So I moved the two (now rather large) surviving ghost shrimp to my 35 gallon. the current fish are still to small to eat them, and the ghost shrimp are very fearless and active. This is what i like about them the most! I have only 2 in that large and heavily planted tank, and they are often easy to see, scurrying around! I think my plan is to add 10-15 more ghosts to that tank, while the other fish are still very young, and see what happens. Some have claimed that fish which grow up with shrimp in the tank are less likely to eat them. And if this turns out to not be the case, then it is survival of the fittest for the ghosties. between plants, driftwood, and rocks, they have lots and lots of places to hide. 

I actually got 2 free fire red cherries in a recent plant trade . They are very nice. I then picked up 4 amanos from Menegerie for the 10 gallon. I set up a couple of shrimp caves in the tank, and the amanos hide there constantly. They are still young, and I hope they will get a bit braver as they get older. 

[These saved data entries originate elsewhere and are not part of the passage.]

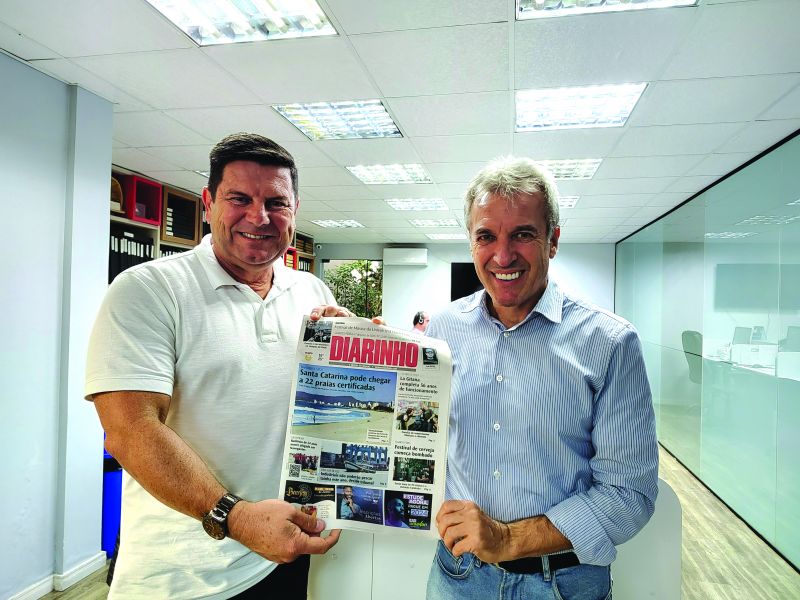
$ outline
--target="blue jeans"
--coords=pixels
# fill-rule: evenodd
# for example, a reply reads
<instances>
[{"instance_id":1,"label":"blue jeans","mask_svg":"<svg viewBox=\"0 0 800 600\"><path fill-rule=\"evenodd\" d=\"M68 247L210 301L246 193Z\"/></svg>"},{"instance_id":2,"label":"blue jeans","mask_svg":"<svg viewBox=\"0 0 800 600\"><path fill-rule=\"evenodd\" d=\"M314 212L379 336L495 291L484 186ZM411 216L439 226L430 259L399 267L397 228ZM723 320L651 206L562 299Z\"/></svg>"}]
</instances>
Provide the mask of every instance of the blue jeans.
<instances>
[{"instance_id":1,"label":"blue jeans","mask_svg":"<svg viewBox=\"0 0 800 600\"><path fill-rule=\"evenodd\" d=\"M472 554L456 558L440 541L428 577L427 600L611 600L611 569L577 565L519 575Z\"/></svg>"}]
</instances>

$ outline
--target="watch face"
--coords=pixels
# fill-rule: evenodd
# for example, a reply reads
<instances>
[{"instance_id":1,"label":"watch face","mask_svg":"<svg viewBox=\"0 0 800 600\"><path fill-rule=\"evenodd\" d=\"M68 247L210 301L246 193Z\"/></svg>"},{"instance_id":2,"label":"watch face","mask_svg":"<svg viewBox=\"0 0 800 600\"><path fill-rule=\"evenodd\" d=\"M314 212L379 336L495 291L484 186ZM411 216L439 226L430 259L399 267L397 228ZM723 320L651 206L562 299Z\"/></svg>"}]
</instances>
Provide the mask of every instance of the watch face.
<instances>
[{"instance_id":1,"label":"watch face","mask_svg":"<svg viewBox=\"0 0 800 600\"><path fill-rule=\"evenodd\" d=\"M222 528L222 523L217 521L211 513L203 515L203 529L215 540L225 539L225 530Z\"/></svg>"}]
</instances>

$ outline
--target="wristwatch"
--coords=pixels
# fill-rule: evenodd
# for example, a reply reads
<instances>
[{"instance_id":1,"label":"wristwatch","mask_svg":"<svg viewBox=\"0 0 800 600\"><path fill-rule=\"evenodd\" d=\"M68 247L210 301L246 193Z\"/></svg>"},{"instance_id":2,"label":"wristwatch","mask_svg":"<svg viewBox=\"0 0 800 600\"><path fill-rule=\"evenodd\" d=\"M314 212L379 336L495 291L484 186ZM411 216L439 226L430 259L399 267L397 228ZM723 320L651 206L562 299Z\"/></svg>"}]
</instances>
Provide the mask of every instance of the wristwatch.
<instances>
[{"instance_id":1,"label":"wristwatch","mask_svg":"<svg viewBox=\"0 0 800 600\"><path fill-rule=\"evenodd\" d=\"M239 500L239 496L226 492L216 506L203 515L203 529L208 535L215 540L225 539L228 535L228 513Z\"/></svg>"}]
</instances>

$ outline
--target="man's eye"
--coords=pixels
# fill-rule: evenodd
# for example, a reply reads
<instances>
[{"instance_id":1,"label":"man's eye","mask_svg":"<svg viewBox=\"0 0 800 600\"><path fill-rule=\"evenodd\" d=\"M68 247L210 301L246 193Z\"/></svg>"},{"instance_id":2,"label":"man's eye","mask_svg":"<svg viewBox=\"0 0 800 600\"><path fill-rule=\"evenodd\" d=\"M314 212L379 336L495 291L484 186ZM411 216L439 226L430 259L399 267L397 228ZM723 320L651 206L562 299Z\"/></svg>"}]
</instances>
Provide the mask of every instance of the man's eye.
<instances>
[{"instance_id":1,"label":"man's eye","mask_svg":"<svg viewBox=\"0 0 800 600\"><path fill-rule=\"evenodd\" d=\"M478 244L488 244L489 242L492 241L492 236L489 235L488 233L482 233L480 235L475 236L475 241Z\"/></svg>"},{"instance_id":2,"label":"man's eye","mask_svg":"<svg viewBox=\"0 0 800 600\"><path fill-rule=\"evenodd\" d=\"M521 242L529 242L529 241L531 241L532 239L534 239L534 237L535 237L535 236L534 236L534 235L533 235L533 233L531 233L530 231L520 231L520 232L518 232L518 233L516 234L516 236L515 236L515 237L516 237L518 240L520 240Z\"/></svg>"},{"instance_id":3,"label":"man's eye","mask_svg":"<svg viewBox=\"0 0 800 600\"><path fill-rule=\"evenodd\" d=\"M267 202L267 210L283 210L291 208L291 205L286 200L272 200Z\"/></svg>"},{"instance_id":4,"label":"man's eye","mask_svg":"<svg viewBox=\"0 0 800 600\"><path fill-rule=\"evenodd\" d=\"M232 196L231 198L228 198L228 200L231 203L236 204L237 206L244 206L245 204L250 202L250 199L245 198L244 196Z\"/></svg>"}]
</instances>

I am hoping to get some more fire reds of Igor in a few days, for the 10 gallon. The 2 I have a very nice and active. My 10 is also pretty well planted up, with some thick tuffs of java moss, some hygo difformis, and a few other plants shrimp seem to favor. I'm also going to add a small peice of driftwood, which will have a nice big cave in it, for shrimp to feel safe in. I should try to orient it so I can see inside the cave area, but that might not work out 

My water Ph is actually around 7.5. It is untreated tap water (I dechlorinate of course). I don't want to mess with chemistry and believe reds should do fine in those paramters. I am not determined to breed the little guys, but any babies will be happily welcomed.


----------